(Servant)
Data de Lançamento: 28/11/2019
Criador: Tony Basgallop
Streaming: Apple TV+
Ao mesmo tempo que é incrível a sensação de encontrar uma série de suspense com uma temporada de estreia praticamente impecável, é lamentável descobrir que a mesma não tem sido tão divulgada e apreciada pelo público quanto deveria. Mas é aí que nos lembramos de nosso papel, seja como cineastas, críticos de cinema, cinéfilos ou simples admiradores de uma boa e misteriosa história. Independente de qualquer marketing de divulgação bem ou mal realizado, temos em nossas mãos o poder de atrair/conectar pessoas para com seus gêneros literários e audiovisuais favoritos, recomendando-os para pessoas próximas, ou mesmo indicando-os para amigos e conhecidos de redes sociais que compartilham de nossos gostos. Muitas obras se fizeram conhecidas dessa forma, e sabendo disso, faço aqui minha parte.
Servant, série original da Apple TV+, é uma daquelas gratas surpresas que quanto menos soubermos antes de assistir, melhor. É complicado pensar em qualquer breve sinopse que não entregue nada mas que seja ao menos cativante. Ainda assim me arriscarei aqui em algumas frases. E já aviso que caso não seja o suficiente para você, leitor, se interessar pela série, deixo o conselho de que não assista nenhum trailer, não leia nenhuma outra sinopse (pois todas parecem conter um spoiler arrasador) e apenas se arrisque no primeiro episódio, que se configura como um dos melhores pilotos de séries que já tive o prazer de conferir. Portanto, me desculpo desde já se esse texto acabar sendo um pouco mais longo e passional do que o normal.

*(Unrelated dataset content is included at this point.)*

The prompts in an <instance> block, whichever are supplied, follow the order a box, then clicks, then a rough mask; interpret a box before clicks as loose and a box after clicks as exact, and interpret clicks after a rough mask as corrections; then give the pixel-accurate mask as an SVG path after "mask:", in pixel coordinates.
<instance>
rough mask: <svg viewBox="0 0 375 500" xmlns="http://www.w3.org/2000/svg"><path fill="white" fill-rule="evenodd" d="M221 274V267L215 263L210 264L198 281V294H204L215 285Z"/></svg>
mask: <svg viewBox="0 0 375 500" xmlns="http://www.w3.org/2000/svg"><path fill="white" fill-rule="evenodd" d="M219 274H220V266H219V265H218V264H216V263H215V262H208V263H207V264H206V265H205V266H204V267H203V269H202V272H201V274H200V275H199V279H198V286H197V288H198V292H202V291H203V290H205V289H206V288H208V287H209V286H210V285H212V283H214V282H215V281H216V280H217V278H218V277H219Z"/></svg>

Em Servant, acompanhamos a simpática e altruísta Dorothy (Lauren Ambrose), uma repórter do jornal local, e Sean (Toby Kebbell), seu cético e sincero marido, chef de cozinha. Ambos vivem em uma casa de classe média alta, e ocupados com seus trabalhos, contratam uma babá, Leanne (Nell Tiger Free) para cuidarem de seu bebê, chamado Jericho. Porém conforme os minutos correm, descobrimos pistas intensas de que algo muito errado está prestes a acontecer ali.
Criada e escrita por Tony Basgallop, ao lado do mestre do suspense e das reviravoltas, M. Night Shyamalan na produção executiva e na direção de dois episódios, a série conserva um tom de mistério que cerca todos os episódios com a medida exata de tensão, enquanto planta inúmeras dúvidas no espectador, como: “qual o grande mistério envolvendo o bebê?” “Quais as verdadeiras intenções da babá e porque ela faz o que faz?”. Diferentemente da maioria das séries do gênero, a série opta por manter e alimentar essas dúvidas por muito tempo, enquanto simultaneamente insere novos acontecimentos estranhos com frequência, o que nos faz suspeitar ainda mais do caráter dos personagens e de onde essa imprevisível história quer de fato nos levar.

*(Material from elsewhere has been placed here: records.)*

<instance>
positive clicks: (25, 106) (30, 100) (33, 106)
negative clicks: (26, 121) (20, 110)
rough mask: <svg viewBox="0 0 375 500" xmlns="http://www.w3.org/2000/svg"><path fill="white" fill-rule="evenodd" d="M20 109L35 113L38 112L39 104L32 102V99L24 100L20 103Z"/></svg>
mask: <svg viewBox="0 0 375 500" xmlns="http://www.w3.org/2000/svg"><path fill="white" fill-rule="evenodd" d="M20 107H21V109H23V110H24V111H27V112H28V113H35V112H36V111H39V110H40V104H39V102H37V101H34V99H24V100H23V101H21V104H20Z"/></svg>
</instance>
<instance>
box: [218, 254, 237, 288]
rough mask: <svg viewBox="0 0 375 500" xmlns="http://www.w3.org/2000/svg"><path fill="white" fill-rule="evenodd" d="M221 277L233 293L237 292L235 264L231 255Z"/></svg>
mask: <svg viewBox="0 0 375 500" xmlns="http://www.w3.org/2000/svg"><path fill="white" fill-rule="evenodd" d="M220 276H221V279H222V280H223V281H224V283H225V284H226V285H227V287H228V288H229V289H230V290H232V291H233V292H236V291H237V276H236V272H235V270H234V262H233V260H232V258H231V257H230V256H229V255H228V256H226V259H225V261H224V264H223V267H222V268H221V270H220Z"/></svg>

Um ponto interessante está no protagonismo da série, que praticamente se alterna durante os episódios, valorizando a visão de cada personagem principal e colaborando para o desenrolar do enredo em diferentes óticas, que por sua vez se mostra sempre mais complexo e profundo do que imaginamos. A atriz Nell Tiger Free traz, através de seu olhar penetrante e de suas expressões de dúvida, toda a ambiguidade e insegurança que sua curiosa personagem (Leanne) precisa. Enquanto Sean e Dorothy compartilham momentos bons e ruins diante de uma montanha russa de sentimentos, em também ótimas atuações de seus intérpretes. O ator Rupert Grint também encarna um papel relevante, como o desconfiado irmão de Dorothy, e só adiciona mais doses de inquietude àquele ambiente.
Surpreendentemente os aspectos técnicos se mostram, do primeiro ao último episódio, em perfeita harmonia. Se os angustiantes e insinuantes ângulos e movimentos de câmera, juntamente com a trilha musical arrepiante (composta com maestria por Trevor Gureckis e nos lembrando muito das harmonias torturantes de Mark Korven em “A Bruxa” e de Colin Stetson em “Hereditário”), transmitem o desconforto de uma trama enigmática, ao mesmo tempo contrastam positivamente com o cuidado excessivo do design de produção em construir um ambiente aparentemente (leia-se ilusoriamente) familiar e acolhedor.
Servindo como um belo e longo suspiro de imaginação para um gênero pouco impressionante em produções televisivas, o roteiro demonstra que boa parte de sua eficiência constitui-se na proporção certeira dos traços de drama familiar e terror psicológico que sua trama nos apresenta. Com um elenco principal enxuto mas com muita criatividade e audácia em seu roteiro e em sua direção, Servant se estabelece facilmente como uma das melhores produções originais/exclusivas da Apple TV+, e definitivamente como uma das mais relevantes séries de suspense dos últimos anos.